The Indian stock market and its obsession with the US Fed is a prolonged saga. Every time the US Federal Reserve meets to announce its domestic macroeconomic data and interest rates, the Indian market and market participants keenly scrutinize the proceedings amidst a lot of volatility.
A rise or decline or a few base points in the US Federal rates results in massive swings in the market on either side depending upon cues from the US Federal interest rates.
FPI poured a record high of Rs 2.74 trillion ($37 billion) during FY21 in the Indian stock market. The record single-year growth of Indian benchmark indices in a decade is primarily attributed to the bolstering foreign holding in the Indian equity markets of 27.6%as against its average of 19.6%.
For this, we first need to understand why foreign investors invest in India. Why don’t they invest in the US?
In contrast to the US, an already developed nation with limited growth possibilities, India is still a developing economy with massive growth opportunities.
Moreover, interest rates in the US are much more relaxed than in India. So what foreign investors do is that they borrow heavily in the US and infuse that capital into the Indian market, where interest rates are high. This significantly reduces their borrowing costs, which could have been higher if they resorted to borrowing the same capital in the Indian financial markets.

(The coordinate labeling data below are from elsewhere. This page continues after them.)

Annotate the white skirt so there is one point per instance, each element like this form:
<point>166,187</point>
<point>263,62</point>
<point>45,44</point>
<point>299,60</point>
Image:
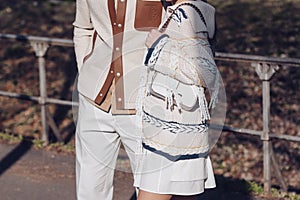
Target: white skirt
<point>160,175</point>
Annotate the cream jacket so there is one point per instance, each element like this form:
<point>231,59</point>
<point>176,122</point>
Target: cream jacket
<point>93,16</point>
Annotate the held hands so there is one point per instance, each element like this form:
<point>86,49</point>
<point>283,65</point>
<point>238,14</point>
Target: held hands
<point>152,36</point>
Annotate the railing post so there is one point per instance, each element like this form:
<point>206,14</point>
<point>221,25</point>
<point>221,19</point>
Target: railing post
<point>265,72</point>
<point>40,49</point>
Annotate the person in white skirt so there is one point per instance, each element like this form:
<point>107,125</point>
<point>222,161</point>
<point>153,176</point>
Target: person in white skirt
<point>174,106</point>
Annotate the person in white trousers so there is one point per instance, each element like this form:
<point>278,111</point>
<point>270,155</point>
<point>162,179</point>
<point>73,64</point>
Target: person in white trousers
<point>109,39</point>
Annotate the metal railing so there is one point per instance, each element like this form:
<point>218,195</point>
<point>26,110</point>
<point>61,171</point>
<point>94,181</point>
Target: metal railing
<point>265,67</point>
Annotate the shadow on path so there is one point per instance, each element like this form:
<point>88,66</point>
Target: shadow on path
<point>11,158</point>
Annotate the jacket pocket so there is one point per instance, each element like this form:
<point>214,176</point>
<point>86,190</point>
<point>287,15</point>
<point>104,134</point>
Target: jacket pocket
<point>148,15</point>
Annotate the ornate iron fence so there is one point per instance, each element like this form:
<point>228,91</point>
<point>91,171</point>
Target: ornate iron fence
<point>265,68</point>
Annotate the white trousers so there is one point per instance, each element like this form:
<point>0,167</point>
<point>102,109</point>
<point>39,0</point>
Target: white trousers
<point>98,139</point>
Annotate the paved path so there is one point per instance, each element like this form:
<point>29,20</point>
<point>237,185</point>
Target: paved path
<point>27,173</point>
<point>30,174</point>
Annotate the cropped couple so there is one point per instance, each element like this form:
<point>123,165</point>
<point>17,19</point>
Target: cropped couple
<point>147,80</point>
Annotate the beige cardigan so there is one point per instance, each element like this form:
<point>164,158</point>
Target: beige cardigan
<point>94,16</point>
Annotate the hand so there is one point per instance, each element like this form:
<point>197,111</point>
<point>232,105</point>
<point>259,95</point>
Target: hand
<point>152,36</point>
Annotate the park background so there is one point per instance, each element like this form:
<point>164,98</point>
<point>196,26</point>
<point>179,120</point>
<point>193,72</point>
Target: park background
<point>252,27</point>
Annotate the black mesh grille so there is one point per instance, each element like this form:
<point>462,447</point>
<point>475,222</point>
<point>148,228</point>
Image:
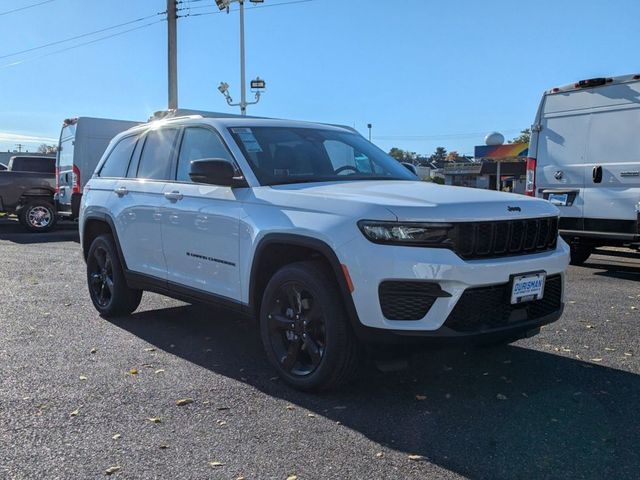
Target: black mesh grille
<point>509,237</point>
<point>407,300</point>
<point>488,308</point>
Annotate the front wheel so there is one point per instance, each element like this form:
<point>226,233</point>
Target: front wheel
<point>305,330</point>
<point>108,288</point>
<point>37,216</point>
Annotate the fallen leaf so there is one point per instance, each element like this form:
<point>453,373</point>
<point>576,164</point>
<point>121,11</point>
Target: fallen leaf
<point>112,470</point>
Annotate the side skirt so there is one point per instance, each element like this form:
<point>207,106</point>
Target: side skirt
<point>180,292</point>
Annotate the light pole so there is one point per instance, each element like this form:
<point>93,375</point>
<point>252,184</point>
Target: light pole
<point>256,84</point>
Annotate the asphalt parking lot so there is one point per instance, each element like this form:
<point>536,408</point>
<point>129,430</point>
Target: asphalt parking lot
<point>80,394</point>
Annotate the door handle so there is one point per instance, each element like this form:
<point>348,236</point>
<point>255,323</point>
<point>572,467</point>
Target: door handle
<point>173,196</point>
<point>597,174</point>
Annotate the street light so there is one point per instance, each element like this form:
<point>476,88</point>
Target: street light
<point>256,84</point>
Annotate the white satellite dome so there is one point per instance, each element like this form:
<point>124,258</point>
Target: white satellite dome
<point>494,138</point>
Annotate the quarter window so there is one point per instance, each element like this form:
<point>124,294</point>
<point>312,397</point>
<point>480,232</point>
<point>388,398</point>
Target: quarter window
<point>197,144</point>
<point>155,162</point>
<point>118,160</point>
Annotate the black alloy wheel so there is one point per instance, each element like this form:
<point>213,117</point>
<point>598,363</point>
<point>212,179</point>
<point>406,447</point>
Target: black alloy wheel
<point>305,330</point>
<point>100,269</point>
<point>107,284</point>
<point>296,329</point>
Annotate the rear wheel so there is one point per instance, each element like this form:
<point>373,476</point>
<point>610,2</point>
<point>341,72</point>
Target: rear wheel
<point>108,288</point>
<point>37,215</point>
<point>305,330</point>
<point>580,253</point>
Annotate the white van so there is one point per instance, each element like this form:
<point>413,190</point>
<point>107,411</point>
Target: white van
<point>585,159</point>
<point>83,140</point>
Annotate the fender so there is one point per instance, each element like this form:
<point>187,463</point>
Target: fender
<point>313,243</point>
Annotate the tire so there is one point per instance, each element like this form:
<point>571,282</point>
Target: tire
<point>580,253</point>
<point>108,288</point>
<point>37,215</point>
<point>305,329</point>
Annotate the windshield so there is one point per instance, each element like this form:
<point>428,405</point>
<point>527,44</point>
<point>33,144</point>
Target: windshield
<point>280,155</point>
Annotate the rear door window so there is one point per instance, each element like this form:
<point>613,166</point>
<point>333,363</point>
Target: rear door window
<point>157,154</point>
<point>197,144</point>
<point>118,160</point>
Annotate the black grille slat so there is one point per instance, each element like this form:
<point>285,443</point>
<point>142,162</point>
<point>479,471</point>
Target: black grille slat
<point>401,300</point>
<point>471,240</point>
<point>488,308</point>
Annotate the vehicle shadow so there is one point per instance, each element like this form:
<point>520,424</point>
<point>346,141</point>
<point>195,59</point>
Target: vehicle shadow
<point>509,412</point>
<point>12,231</point>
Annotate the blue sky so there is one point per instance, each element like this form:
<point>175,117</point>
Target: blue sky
<point>424,73</point>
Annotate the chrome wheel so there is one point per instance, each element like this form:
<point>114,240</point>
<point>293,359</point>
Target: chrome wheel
<point>296,329</point>
<point>39,216</point>
<point>101,277</point>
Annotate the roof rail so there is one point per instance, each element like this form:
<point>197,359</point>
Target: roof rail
<point>186,113</point>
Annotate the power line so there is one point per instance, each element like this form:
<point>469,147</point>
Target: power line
<point>248,8</point>
<point>24,8</point>
<point>58,42</point>
<point>82,44</point>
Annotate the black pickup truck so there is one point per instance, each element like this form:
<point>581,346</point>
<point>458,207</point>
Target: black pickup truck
<point>26,189</point>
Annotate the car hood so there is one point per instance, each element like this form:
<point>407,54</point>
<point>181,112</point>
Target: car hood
<point>413,201</point>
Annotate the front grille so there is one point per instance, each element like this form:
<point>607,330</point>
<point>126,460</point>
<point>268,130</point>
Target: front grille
<point>408,300</point>
<point>502,238</point>
<point>487,308</point>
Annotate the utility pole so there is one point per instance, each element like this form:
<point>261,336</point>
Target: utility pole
<point>172,34</point>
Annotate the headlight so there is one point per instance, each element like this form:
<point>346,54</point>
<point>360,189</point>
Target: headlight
<point>427,234</point>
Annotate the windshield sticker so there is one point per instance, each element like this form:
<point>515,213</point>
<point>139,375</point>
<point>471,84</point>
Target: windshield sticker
<point>248,139</point>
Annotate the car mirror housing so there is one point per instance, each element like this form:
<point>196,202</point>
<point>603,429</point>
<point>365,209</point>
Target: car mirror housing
<point>215,171</point>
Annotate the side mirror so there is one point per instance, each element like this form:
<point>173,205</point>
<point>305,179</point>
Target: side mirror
<point>215,171</point>
<point>411,167</point>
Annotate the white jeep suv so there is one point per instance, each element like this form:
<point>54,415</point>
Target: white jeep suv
<point>325,239</point>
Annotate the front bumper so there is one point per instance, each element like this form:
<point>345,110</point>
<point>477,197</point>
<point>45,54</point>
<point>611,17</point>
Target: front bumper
<point>371,264</point>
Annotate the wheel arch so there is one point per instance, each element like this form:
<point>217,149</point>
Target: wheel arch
<point>95,225</point>
<point>279,249</point>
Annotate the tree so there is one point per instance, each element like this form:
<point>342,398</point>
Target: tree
<point>524,137</point>
<point>403,155</point>
<point>44,148</point>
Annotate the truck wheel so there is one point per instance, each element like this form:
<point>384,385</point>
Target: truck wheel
<point>37,215</point>
<point>108,287</point>
<point>580,253</point>
<point>305,330</point>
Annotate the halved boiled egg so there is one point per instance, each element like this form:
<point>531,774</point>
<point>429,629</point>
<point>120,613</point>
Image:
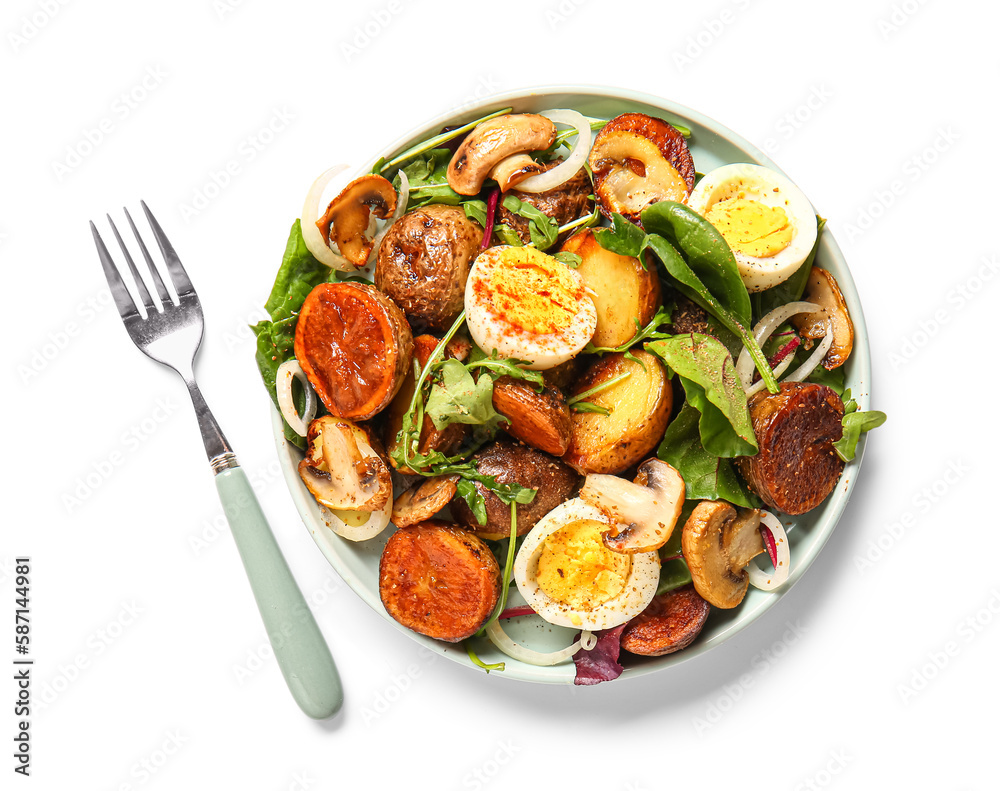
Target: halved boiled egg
<point>528,305</point>
<point>767,221</point>
<point>569,577</point>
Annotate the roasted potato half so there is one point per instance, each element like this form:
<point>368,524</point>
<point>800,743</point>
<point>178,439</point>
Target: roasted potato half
<point>438,580</point>
<point>639,408</point>
<point>622,289</point>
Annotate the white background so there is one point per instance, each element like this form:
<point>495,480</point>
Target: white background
<point>151,661</point>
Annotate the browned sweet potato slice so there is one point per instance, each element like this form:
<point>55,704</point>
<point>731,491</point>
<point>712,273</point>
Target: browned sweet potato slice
<point>797,466</point>
<point>438,580</point>
<point>638,160</point>
<point>541,420</point>
<point>670,622</point>
<point>355,347</point>
<point>445,440</point>
<point>512,462</point>
<point>423,501</point>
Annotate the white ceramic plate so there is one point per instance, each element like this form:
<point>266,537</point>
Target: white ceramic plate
<point>711,145</point>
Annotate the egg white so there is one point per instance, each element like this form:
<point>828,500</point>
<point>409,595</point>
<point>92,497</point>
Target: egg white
<point>492,331</point>
<point>754,182</point>
<point>640,586</point>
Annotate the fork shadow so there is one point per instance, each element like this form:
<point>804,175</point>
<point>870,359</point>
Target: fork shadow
<point>628,699</point>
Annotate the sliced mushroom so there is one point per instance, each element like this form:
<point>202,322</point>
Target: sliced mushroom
<point>348,218</point>
<point>491,143</point>
<point>342,469</point>
<point>513,170</point>
<point>644,512</point>
<point>718,543</point>
<point>638,160</point>
<point>822,290</point>
<point>423,501</point>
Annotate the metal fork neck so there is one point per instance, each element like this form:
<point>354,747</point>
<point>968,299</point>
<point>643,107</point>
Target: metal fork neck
<point>220,454</point>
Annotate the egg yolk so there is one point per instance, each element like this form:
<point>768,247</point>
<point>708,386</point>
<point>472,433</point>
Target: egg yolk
<point>577,570</point>
<point>751,227</point>
<point>533,291</point>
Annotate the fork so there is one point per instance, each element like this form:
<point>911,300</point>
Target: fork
<point>171,335</point>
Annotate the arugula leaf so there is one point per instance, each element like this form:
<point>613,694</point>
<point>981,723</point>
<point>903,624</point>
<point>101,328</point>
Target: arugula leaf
<point>428,177</point>
<point>855,424</point>
<point>706,477</point>
<point>712,385</point>
<point>298,274</point>
<point>542,229</point>
<point>458,398</point>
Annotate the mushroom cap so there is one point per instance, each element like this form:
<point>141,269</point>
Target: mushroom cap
<point>493,141</point>
<point>346,220</point>
<point>718,543</point>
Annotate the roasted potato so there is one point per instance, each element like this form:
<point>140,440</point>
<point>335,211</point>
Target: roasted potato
<point>671,622</point>
<point>797,466</point>
<point>424,261</point>
<point>438,580</point>
<point>622,289</point>
<point>541,420</point>
<point>512,462</point>
<point>639,409</point>
<point>355,347</point>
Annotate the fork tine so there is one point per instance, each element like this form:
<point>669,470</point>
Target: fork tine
<point>123,300</point>
<point>160,288</point>
<point>174,266</point>
<point>147,300</point>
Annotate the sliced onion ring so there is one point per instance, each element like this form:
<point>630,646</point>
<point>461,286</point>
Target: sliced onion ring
<point>288,370</point>
<point>401,200</point>
<point>771,580</point>
<point>565,170</point>
<point>311,235</point>
<point>516,651</point>
<point>353,529</point>
<point>763,330</point>
<point>813,359</point>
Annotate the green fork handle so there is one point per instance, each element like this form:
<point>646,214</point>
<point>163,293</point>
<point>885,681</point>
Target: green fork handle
<point>298,644</point>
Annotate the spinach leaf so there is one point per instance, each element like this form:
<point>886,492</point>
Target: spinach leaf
<point>855,424</point>
<point>791,290</point>
<point>713,387</point>
<point>298,274</point>
<point>706,477</point>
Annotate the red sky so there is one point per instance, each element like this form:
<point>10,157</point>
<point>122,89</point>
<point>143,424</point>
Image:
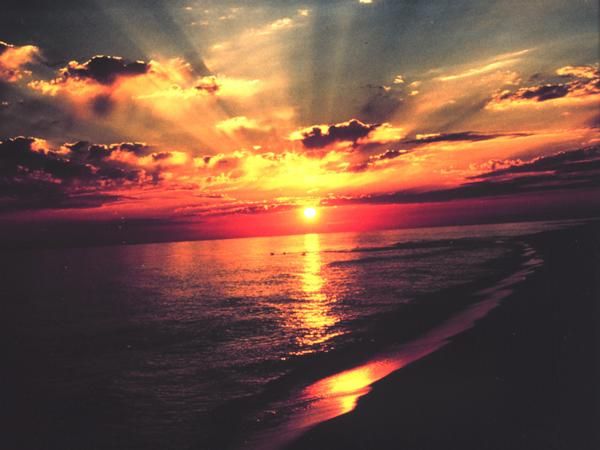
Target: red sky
<point>242,115</point>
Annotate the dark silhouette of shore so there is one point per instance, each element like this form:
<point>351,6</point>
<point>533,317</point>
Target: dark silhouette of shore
<point>525,377</point>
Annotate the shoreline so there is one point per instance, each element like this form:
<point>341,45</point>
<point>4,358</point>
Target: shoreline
<point>338,394</point>
<point>523,378</point>
<point>254,416</point>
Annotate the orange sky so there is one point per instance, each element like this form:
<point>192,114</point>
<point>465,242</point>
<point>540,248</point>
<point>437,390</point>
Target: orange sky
<point>271,119</point>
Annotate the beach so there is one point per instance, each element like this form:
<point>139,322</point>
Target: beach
<point>459,337</point>
<point>524,377</point>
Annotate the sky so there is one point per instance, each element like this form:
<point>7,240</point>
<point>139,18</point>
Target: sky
<point>156,120</point>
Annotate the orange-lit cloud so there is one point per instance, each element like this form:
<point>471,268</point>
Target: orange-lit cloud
<point>583,86</point>
<point>14,58</point>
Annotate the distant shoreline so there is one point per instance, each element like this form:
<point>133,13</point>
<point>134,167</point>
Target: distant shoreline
<point>523,378</point>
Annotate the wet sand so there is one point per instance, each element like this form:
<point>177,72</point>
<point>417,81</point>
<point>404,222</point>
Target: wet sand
<point>523,378</point>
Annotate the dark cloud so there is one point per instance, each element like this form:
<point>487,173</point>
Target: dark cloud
<point>575,169</point>
<point>74,176</point>
<point>208,84</point>
<point>161,156</point>
<point>391,154</point>
<point>582,81</point>
<point>104,69</point>
<point>346,132</point>
<point>580,160</point>
<point>460,136</point>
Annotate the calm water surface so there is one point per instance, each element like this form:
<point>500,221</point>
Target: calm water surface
<point>134,346</point>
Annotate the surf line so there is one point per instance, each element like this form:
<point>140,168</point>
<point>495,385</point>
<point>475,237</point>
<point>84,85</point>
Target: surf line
<point>338,394</point>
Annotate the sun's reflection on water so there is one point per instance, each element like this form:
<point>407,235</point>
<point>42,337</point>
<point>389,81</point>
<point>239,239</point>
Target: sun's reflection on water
<point>313,315</point>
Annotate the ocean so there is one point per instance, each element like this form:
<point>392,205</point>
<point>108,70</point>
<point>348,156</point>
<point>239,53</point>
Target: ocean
<point>166,346</point>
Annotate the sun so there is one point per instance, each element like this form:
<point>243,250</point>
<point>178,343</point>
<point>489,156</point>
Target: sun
<point>310,213</point>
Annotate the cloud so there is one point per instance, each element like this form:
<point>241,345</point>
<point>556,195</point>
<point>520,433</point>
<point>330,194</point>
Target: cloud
<point>240,123</point>
<point>584,82</point>
<point>472,136</point>
<point>104,69</point>
<point>497,63</point>
<point>103,80</point>
<point>32,175</point>
<point>13,58</point>
<point>573,169</point>
<point>322,135</point>
<point>580,160</point>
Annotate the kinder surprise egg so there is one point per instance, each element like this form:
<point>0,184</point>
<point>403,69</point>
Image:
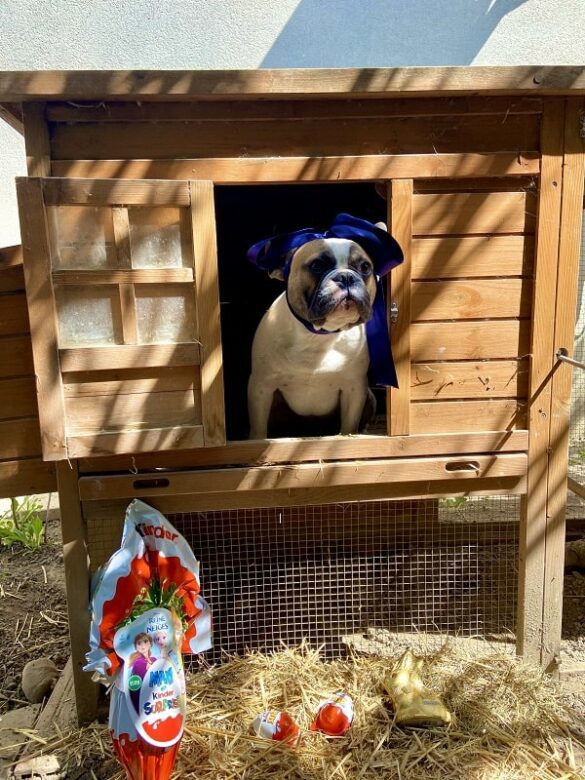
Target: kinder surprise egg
<point>279,726</point>
<point>334,716</point>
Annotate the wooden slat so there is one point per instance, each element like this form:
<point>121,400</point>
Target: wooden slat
<point>449,258</point>
<point>43,317</point>
<point>77,583</point>
<point>289,109</point>
<point>491,340</point>
<point>472,213</point>
<point>20,439</point>
<point>16,356</point>
<point>534,513</point>
<point>208,314</point>
<point>13,314</point>
<point>26,477</point>
<point>153,440</point>
<point>471,299</point>
<point>452,416</point>
<point>18,398</point>
<point>132,411</point>
<point>129,356</point>
<point>112,383</point>
<point>17,86</point>
<point>36,140</point>
<point>11,273</point>
<point>11,113</point>
<point>129,276</point>
<point>311,137</point>
<point>336,448</point>
<point>486,379</point>
<point>566,308</point>
<point>307,475</point>
<point>271,170</point>
<point>399,294</point>
<point>97,192</point>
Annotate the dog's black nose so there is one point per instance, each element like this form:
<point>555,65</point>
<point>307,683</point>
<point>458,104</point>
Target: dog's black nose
<point>345,279</point>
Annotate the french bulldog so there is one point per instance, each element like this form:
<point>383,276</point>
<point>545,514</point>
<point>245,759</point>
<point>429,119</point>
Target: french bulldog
<point>310,352</point>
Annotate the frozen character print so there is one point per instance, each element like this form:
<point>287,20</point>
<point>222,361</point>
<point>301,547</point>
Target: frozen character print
<point>140,661</point>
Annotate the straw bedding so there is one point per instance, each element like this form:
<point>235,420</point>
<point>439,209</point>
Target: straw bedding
<point>510,723</point>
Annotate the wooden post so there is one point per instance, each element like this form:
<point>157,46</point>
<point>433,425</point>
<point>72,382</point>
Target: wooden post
<point>566,306</point>
<point>533,521</point>
<point>77,583</point>
<point>399,289</point>
<point>36,139</point>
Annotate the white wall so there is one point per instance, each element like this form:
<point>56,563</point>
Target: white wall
<point>185,34</point>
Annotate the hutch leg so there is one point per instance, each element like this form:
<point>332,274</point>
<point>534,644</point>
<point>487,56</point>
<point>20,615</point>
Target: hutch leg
<point>533,521</point>
<point>77,582</point>
<point>566,306</point>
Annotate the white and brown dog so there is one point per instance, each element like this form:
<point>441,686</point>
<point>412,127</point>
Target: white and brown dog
<point>311,354</point>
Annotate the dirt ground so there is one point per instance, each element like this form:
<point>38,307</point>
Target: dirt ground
<point>33,624</point>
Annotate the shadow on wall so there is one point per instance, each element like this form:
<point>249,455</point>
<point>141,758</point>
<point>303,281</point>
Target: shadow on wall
<point>370,33</point>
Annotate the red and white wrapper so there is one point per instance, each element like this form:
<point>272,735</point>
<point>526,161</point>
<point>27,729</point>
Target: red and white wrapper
<point>276,725</point>
<point>146,612</point>
<point>334,716</point>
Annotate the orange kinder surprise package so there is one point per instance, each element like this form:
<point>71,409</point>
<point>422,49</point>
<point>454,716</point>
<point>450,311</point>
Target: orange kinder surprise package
<point>147,612</point>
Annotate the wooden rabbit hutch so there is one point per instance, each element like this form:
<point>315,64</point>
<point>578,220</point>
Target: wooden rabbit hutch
<point>144,190</point>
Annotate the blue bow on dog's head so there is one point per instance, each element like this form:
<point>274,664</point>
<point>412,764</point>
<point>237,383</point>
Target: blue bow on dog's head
<point>274,256</point>
<point>274,253</point>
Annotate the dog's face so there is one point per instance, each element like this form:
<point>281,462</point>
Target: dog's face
<point>331,284</point>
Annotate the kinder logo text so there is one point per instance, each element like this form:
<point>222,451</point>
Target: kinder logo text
<point>161,677</point>
<point>157,531</point>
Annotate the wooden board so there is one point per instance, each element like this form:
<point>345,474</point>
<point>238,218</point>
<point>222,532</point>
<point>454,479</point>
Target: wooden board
<point>173,85</point>
<point>464,340</point>
<point>310,137</point>
<point>451,416</point>
<point>290,110</point>
<point>485,379</point>
<point>306,475</point>
<point>325,448</point>
<point>112,393</point>
<point>26,477</point>
<point>491,213</point>
<point>400,298</point>
<point>471,299</point>
<point>472,256</point>
<point>271,170</point>
<point>534,513</point>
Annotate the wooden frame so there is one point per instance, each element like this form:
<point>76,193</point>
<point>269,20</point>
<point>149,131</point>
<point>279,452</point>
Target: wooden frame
<point>527,390</point>
<point>79,400</point>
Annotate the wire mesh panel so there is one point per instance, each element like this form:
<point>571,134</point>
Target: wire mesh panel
<point>335,574</point>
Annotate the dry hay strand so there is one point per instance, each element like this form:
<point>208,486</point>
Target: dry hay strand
<point>511,722</point>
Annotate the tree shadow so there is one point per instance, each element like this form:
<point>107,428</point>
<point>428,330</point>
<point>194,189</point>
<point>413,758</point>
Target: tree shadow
<point>396,33</point>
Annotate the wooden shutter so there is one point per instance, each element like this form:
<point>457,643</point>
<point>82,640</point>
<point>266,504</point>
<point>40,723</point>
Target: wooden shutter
<point>122,290</point>
<point>461,334</point>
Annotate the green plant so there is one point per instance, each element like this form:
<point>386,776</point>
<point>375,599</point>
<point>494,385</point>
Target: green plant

Let’s take an example, suppose Andrew, a foreign investor borrows 1 lakh US dollars by incurring a borrowing cost of 3%. Then, he invests the amount in the Indian stock market and earns 12% annual returns.
Had Andrew borrowed this capital from the Indian financial markets, he would have ended up paying 7-8%( even higher in the case of private lenders) borrowing costs.
We saw how borrowing in the market where interest rates are on the lower side and investing in the country where interest rates are soaring high increases the profit spread.
In November 2019, when the US Fed announced the third rate cut in a year, both the Indian and the US markets were overwhelmed. So on 30th October 2019, rates were sacked by 25 base points to prevent a recession in the economy.
The Indian market was on a roll the very next day, as the Sensex touched a record high.
Developing economies like India will always benefit from rate cuts because foreign investors will lure toward the high returns the Indian economy promises, and inflation is not a significant concern.
On July 27, 2022, the Federal Open Market Committee (FOMC) meeting or the Fed Meeting made a few announcements. It is said that the US Federal Reserve has a massive action to do the balancing of high inflation and deteriorating economic growth.
Analysts anticipate the US central bank to get assertive in taming the inflation that hit 9.1% in June, which is probably the highest since the year 1981. Also, most analysts foresee a hike between 75 to 100 basis points by the US central bank.
The changes in US Fed rates don’t take place overnight. So the news regarding any significant step to be taken by the Federal Reserve starts roaming around the markets months before the news gets a nod from the Federal Reserve. This serves the equity markets with ample warning and time to prepare, eliminating any wild moves.
A hike in the interest rates in the US impacts both the Indian markets and the economy negatively. The market tends to come down, foreign investors pull out, foreign exchange reserves start to deplete, the economy is at risk of mounting inflation, the rupee falls against the dollar, etc.
While a rate cut in the US Fed interest rates is a positive cue for the Indian markets as it would drive fresh foreign investors to the markets.